Wednesday, August 02, 2006

Green

There are lots of things to like about Adelaide, from the parks to the markets and the hills to the sea. I still don’t think much of the curry, but one thing that I really enjoy is the city’s little attempts to look like a big place.

This occurred to me during the week as I came across our own little LA, a series of handprints from Formula 1 drivers placed haphazardly on garden walls and shop fronts. A kind of metropolitan fossil find…dinosaur bones from a time when Adelaide had something for the rest of the world to look at. There is no explanation attached, no apparent reason, they are just there. They are not a tourist attraction, but perhaps should be. I got a small kick from knowing I have bigger hands than Damon Hill.

Another of my favourite South Australian institutions is that of Thinker In Residence. Each year we invite an eminent academic to come and live amongst us and then tell us where it is all going wrong. It is a highly sought after position, partly because much of their time here is spent as drinker in residence, touring the abundant vineyards, and partly because being a salaried smart arse is a job to kill for.

The ‘Thinker’ for the year is generally selected to address the burning issue of the day for our perpetually worried state. This year an American professor is telling us about environmental sustainability which, after bidding for the world cup (!), is the hottest potato in town.

To be fair he is very clever and a brilliant speaker, I attended a lecture which suggested that his time in the wineries was not entirely wasted. He is here because Adelaide has a massive environmental impact for a little place, it’s the size of London with a tenth of the population.

Apparently we have what is called a significant footprint. Depending on your spin it means big gardens for everyone or an unsustainable metropolis. When you add the size of the average car, the way we drain the River Murray and fill the shark infested sea with pollutants, we become the biggest environmental terrorists per capita in the world. Something must be done and he has some very practical ideas.

Next year’s resident boffin has just been announced as an eminent Canadian child psychologist. As I mention, the choice of Thinker reflects the worries of our state and this can only be a reaction to our paranoia about childhood obesity.

The tabloid TV which this country so adores runs a story a day on tubby kids. So, forget the Home & Away propaganda of skinny, tanned, well adjusted, surf dudes; real Aussie kids are probably chewing through a Chico Roll, the deep fried food of choice. Everyone assumes it is full of chicken, but nobody is brave to check for sure.

That the country is getting fatter is not really a surprise; the restaurants have no concept of portion control. I have rarely been able to finish my plate when eating out; too much is just enough being the motto of the South Australian restaurateur. Meanwhile, bananas at nearly £5 a kilo make the healthier option a little out of reach.

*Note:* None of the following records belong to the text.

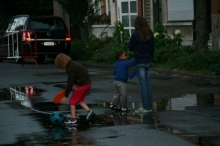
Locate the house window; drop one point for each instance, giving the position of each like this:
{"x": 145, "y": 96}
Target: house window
{"x": 180, "y": 10}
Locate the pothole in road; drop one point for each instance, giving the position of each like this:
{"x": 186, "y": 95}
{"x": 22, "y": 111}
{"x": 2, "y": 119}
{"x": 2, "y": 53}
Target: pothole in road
{"x": 105, "y": 117}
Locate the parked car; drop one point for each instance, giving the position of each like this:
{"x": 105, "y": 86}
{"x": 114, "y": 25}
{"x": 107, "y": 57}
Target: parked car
{"x": 26, "y": 35}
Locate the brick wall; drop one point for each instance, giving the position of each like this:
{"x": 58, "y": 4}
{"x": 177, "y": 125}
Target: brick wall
{"x": 215, "y": 6}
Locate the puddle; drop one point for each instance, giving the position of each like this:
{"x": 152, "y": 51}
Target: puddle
{"x": 59, "y": 135}
{"x": 187, "y": 100}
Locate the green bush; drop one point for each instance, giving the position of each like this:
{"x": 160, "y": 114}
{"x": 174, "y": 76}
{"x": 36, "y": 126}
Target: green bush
{"x": 78, "y": 51}
{"x": 170, "y": 52}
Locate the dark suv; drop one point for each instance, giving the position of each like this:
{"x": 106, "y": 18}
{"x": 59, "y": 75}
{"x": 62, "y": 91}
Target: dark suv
{"x": 38, "y": 36}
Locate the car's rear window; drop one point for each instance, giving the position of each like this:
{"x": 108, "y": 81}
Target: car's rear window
{"x": 45, "y": 24}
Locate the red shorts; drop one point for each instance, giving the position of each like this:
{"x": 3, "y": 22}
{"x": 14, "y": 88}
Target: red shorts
{"x": 79, "y": 94}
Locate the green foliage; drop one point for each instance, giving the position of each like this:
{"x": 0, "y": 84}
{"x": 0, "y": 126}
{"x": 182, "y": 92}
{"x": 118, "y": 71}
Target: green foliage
{"x": 169, "y": 51}
{"x": 119, "y": 41}
{"x": 9, "y": 8}
{"x": 78, "y": 50}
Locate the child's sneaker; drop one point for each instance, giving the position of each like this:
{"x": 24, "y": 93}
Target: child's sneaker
{"x": 70, "y": 121}
{"x": 123, "y": 109}
{"x": 113, "y": 107}
{"x": 90, "y": 116}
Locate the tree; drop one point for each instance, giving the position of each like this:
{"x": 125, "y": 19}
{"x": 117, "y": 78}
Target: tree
{"x": 9, "y": 8}
{"x": 202, "y": 23}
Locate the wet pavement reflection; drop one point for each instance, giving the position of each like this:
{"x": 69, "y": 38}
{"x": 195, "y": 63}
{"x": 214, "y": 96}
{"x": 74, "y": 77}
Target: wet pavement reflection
{"x": 28, "y": 97}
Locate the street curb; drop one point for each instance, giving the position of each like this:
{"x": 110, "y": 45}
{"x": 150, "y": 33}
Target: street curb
{"x": 176, "y": 73}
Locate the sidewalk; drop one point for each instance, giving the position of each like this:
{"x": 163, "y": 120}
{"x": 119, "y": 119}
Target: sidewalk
{"x": 177, "y": 73}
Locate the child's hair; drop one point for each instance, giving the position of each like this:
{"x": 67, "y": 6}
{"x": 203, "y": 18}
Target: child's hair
{"x": 118, "y": 54}
{"x": 62, "y": 61}
{"x": 141, "y": 25}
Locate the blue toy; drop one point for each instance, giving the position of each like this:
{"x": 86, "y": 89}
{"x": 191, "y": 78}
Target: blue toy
{"x": 56, "y": 118}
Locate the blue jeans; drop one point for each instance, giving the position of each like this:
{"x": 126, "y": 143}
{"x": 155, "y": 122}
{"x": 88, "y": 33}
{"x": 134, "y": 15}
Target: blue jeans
{"x": 144, "y": 76}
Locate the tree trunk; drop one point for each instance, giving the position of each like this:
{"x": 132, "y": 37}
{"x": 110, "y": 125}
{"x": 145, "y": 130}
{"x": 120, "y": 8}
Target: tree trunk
{"x": 201, "y": 18}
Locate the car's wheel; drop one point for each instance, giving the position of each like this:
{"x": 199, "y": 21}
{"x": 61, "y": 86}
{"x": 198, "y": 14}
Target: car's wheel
{"x": 40, "y": 59}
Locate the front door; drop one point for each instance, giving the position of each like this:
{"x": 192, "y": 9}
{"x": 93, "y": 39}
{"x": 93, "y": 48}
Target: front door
{"x": 127, "y": 12}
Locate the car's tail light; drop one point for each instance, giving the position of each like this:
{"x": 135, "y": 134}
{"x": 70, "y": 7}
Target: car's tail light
{"x": 68, "y": 38}
{"x": 26, "y": 36}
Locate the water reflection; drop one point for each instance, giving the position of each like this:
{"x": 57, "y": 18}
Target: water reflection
{"x": 119, "y": 118}
{"x": 187, "y": 100}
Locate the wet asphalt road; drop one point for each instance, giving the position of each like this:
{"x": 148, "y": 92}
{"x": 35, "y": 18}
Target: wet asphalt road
{"x": 182, "y": 115}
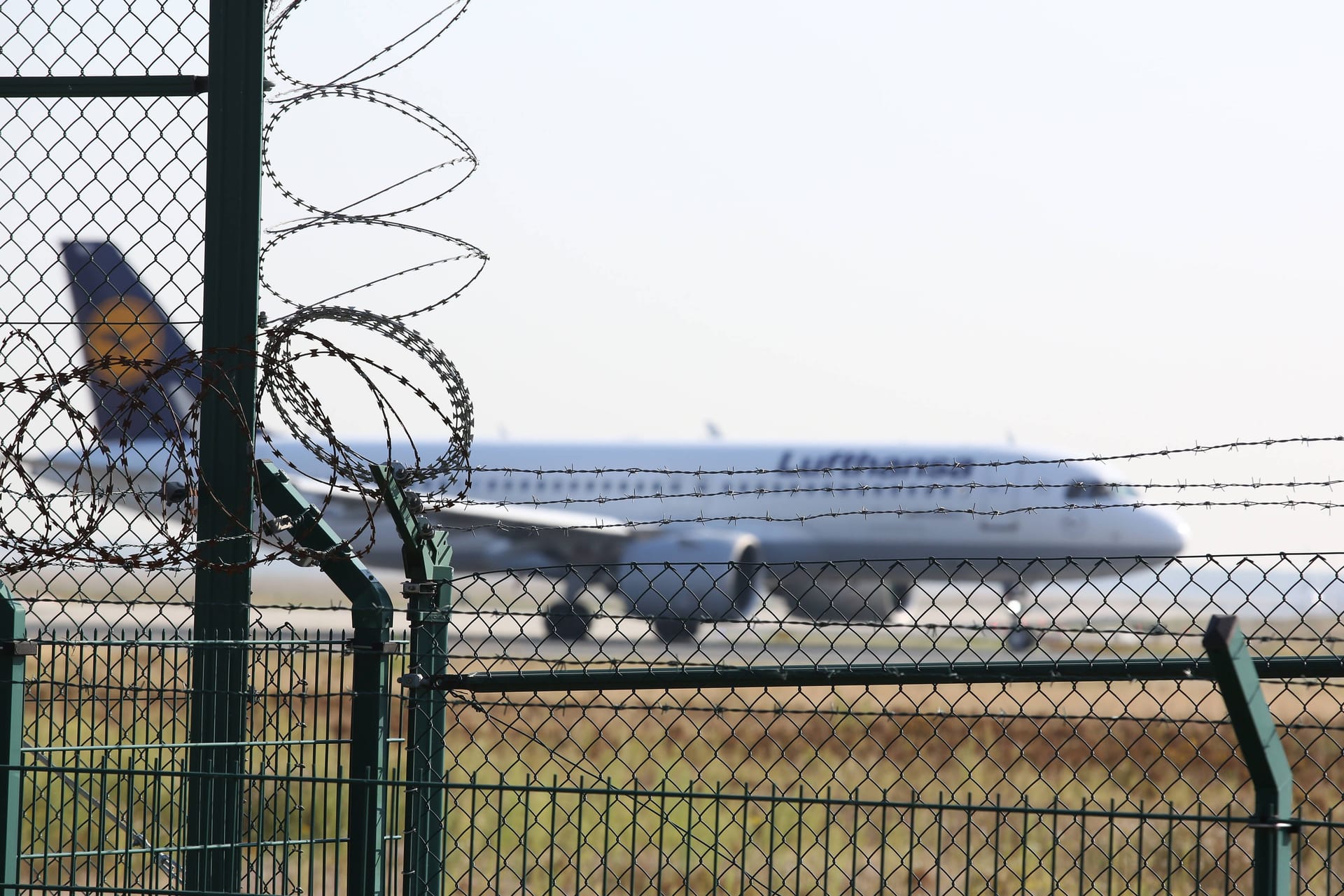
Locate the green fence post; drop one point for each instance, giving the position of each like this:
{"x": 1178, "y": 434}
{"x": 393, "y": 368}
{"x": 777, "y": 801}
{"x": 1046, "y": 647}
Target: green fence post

Anyway, getting back to greener matters, it was National Tree Day last Sunday and we took our trowels down to the park to join in a mass planting of drab looking shrubs. These sorry looking sprigs are of great importance as native species which offer food and cover for native wildlife and strike a blow back against 200 years of introducing weeds and tougher plants which wipe out the more frail local flora.

While Mandy and I had a good time getting our hands dirty, I’m not sure this was the relaxing weekend in Adelaide that I had promised Jonny McGarty. For those of you who don’t know him, Jonny has been beavering away in the tropical north of Queensland at a mine engineering firm. He recently resigned to take a job in the desert, 400 miles from the nearest town, a place which redefines the benchmark for the middle of nowhere. After a year in the fruitless pursuit of intelligent life in Queensland he had hoped that the relative sophistication of Adelaide might give him one last bit of cheer before heading off to find copper in the harsh outback. I don’t think his plans included wallowing in the mud. Still, he’s from Wigan and knows how to put a brave face on things.